Why can I say that a type field has the type of a class with another class mixed into it (when only traits can be mixed in a class) ?
Example:
scala> class A
defined class A
scala> class B extends A
defined class B
Mixing in B
to A
is not allowed:
scala> new A with B
<console>:10: error: class B needs to be a trait to be mixed in
new A with B
^
But this is possible:
scala> class E {type T = A with B}
defined class E
scala> new E
res1: E = E@1f2bc83
There is a difference between the mixin instantiation and the compound type definition.
First of all the type A with B
exists and is exactly the type B
, alas it is perfectly legal in scala to write
val x: A with B = new B
as is
val y: Any with AnyRef with A with B = new B
as it describes exactly the same type. You are just introducing restrictions in the type of the value you can assign to a variable of that type. These restrictions of course always hold in that case.

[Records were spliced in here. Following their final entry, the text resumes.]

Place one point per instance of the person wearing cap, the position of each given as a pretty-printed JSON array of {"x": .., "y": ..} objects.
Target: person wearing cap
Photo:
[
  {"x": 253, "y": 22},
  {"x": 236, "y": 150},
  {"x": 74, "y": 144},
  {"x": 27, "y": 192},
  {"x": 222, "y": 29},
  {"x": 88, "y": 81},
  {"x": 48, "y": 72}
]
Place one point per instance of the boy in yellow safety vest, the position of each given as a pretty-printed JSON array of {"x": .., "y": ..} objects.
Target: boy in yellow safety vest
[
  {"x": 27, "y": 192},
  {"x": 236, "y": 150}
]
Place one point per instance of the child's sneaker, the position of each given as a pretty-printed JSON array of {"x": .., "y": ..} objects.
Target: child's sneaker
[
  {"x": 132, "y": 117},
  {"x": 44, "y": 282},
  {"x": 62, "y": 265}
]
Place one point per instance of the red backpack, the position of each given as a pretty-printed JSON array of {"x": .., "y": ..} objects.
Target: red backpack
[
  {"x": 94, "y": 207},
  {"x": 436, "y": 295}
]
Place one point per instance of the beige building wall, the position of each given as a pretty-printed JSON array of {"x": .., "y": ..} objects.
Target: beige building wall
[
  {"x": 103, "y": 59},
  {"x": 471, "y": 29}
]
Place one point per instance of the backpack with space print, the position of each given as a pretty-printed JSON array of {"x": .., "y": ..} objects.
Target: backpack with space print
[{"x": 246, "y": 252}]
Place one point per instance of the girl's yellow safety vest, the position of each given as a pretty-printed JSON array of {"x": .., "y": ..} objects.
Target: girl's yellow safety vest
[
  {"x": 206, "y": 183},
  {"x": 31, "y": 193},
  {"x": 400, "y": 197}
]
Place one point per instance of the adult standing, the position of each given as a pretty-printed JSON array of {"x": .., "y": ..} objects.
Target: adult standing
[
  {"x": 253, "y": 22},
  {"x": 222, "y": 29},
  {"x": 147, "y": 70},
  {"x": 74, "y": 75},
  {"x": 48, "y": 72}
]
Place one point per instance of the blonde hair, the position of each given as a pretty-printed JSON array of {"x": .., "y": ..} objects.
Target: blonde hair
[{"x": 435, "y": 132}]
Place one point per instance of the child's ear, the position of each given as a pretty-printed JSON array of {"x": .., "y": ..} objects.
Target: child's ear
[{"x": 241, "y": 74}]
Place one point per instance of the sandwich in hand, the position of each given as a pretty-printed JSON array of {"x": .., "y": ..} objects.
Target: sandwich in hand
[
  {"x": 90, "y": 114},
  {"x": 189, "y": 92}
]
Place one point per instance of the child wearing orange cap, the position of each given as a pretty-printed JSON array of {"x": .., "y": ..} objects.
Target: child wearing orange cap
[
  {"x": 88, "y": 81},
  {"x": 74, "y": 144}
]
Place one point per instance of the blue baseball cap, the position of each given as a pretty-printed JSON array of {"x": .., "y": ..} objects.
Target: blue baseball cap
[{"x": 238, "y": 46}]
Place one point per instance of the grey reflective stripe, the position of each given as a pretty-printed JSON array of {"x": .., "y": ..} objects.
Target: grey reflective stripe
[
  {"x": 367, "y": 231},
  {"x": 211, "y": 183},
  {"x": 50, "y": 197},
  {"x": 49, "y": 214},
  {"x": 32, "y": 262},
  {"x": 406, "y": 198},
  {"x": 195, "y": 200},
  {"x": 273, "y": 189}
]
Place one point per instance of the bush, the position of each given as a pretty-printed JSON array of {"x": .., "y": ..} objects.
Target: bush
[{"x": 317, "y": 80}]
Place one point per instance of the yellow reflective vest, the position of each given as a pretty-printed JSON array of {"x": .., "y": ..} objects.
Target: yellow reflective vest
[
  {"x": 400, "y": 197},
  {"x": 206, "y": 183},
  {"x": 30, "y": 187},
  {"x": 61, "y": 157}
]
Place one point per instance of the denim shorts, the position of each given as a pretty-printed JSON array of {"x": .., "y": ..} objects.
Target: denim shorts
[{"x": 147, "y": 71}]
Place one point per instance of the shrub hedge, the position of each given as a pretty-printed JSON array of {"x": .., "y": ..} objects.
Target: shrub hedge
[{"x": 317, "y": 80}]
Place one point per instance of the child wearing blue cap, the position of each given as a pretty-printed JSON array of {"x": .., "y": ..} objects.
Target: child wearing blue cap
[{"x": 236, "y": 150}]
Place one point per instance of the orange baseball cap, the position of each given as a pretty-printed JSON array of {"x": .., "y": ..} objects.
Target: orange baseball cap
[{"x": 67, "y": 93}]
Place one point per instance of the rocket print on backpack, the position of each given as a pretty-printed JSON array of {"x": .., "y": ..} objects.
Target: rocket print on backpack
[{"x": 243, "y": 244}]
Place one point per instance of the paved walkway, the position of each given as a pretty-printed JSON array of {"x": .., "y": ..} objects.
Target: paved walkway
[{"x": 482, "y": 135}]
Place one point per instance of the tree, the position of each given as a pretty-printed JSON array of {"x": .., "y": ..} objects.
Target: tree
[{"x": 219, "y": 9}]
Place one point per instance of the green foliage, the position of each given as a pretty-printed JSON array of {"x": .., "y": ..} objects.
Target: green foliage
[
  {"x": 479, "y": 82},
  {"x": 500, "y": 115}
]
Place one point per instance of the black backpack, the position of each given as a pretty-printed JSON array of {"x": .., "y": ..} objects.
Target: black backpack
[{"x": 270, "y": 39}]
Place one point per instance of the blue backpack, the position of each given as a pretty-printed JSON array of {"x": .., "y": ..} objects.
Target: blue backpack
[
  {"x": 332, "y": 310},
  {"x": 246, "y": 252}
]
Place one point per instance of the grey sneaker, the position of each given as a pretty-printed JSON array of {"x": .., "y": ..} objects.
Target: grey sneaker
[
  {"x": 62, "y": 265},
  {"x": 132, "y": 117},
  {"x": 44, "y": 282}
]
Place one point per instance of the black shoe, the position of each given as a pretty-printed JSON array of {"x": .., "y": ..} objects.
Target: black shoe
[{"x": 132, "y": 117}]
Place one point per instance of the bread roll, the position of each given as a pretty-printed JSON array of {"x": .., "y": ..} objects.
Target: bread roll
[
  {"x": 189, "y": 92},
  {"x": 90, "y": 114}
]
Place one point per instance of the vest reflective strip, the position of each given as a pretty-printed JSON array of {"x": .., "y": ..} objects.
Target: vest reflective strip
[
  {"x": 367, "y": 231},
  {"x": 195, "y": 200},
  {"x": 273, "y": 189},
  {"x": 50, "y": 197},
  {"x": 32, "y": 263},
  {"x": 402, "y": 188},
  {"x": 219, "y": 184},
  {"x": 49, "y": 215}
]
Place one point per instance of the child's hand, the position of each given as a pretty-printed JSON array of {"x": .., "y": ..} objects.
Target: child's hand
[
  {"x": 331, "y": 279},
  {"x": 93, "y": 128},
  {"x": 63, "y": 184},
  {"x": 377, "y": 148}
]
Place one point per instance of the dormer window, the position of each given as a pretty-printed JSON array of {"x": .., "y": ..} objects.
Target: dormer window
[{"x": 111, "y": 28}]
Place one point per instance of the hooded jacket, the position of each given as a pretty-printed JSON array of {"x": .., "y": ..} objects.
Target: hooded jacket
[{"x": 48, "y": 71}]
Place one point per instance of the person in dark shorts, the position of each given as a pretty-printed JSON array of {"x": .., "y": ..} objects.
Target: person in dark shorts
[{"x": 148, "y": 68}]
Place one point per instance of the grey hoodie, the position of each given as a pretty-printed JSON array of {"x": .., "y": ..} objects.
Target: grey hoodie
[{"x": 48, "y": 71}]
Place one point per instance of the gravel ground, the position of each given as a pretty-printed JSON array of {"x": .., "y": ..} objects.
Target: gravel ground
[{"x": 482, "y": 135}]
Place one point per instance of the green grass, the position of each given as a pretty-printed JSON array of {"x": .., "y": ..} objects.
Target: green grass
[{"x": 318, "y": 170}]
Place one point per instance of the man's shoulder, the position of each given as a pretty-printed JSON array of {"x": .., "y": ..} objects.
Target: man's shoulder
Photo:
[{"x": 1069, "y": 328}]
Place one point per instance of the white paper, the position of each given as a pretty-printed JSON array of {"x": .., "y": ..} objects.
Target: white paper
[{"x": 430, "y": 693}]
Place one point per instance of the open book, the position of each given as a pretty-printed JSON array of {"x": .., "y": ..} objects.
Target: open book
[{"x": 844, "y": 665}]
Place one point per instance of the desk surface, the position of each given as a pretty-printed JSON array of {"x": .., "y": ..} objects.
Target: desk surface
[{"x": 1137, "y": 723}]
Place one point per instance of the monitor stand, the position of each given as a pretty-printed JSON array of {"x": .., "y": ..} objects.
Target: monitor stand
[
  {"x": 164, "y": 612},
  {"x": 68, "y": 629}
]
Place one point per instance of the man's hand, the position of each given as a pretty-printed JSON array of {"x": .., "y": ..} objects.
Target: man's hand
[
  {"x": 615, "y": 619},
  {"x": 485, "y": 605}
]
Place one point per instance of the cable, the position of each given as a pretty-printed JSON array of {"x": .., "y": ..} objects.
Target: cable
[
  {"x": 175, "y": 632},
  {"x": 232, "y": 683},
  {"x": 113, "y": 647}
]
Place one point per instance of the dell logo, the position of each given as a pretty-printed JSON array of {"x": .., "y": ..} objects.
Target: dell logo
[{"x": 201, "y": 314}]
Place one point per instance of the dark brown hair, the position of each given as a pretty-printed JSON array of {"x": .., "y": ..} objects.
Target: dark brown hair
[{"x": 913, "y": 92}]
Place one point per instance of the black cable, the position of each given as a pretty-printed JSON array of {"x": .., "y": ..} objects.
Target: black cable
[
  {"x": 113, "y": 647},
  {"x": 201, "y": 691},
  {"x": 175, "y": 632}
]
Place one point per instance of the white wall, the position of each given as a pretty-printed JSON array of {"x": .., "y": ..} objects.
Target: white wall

Furthermore you have to keep in mind that Scala does not necessarily need a type to be inhabited - i.e. the bottom type Nothing
may not be instantiated at all.
But as Nothing
is a subtype of every type that can be expressed in Scala it is even valid to write an expression like
def foo: AnyRef with AnyVal = sys.error("IMPOSSIBRU!")
Nothing
is a subtype of AnyRef with AnyVal
by definition thus that declaration typechecks.
This is called a compound type and has nothing to do with traits. It allows you to express that a type is a subtype of several other types.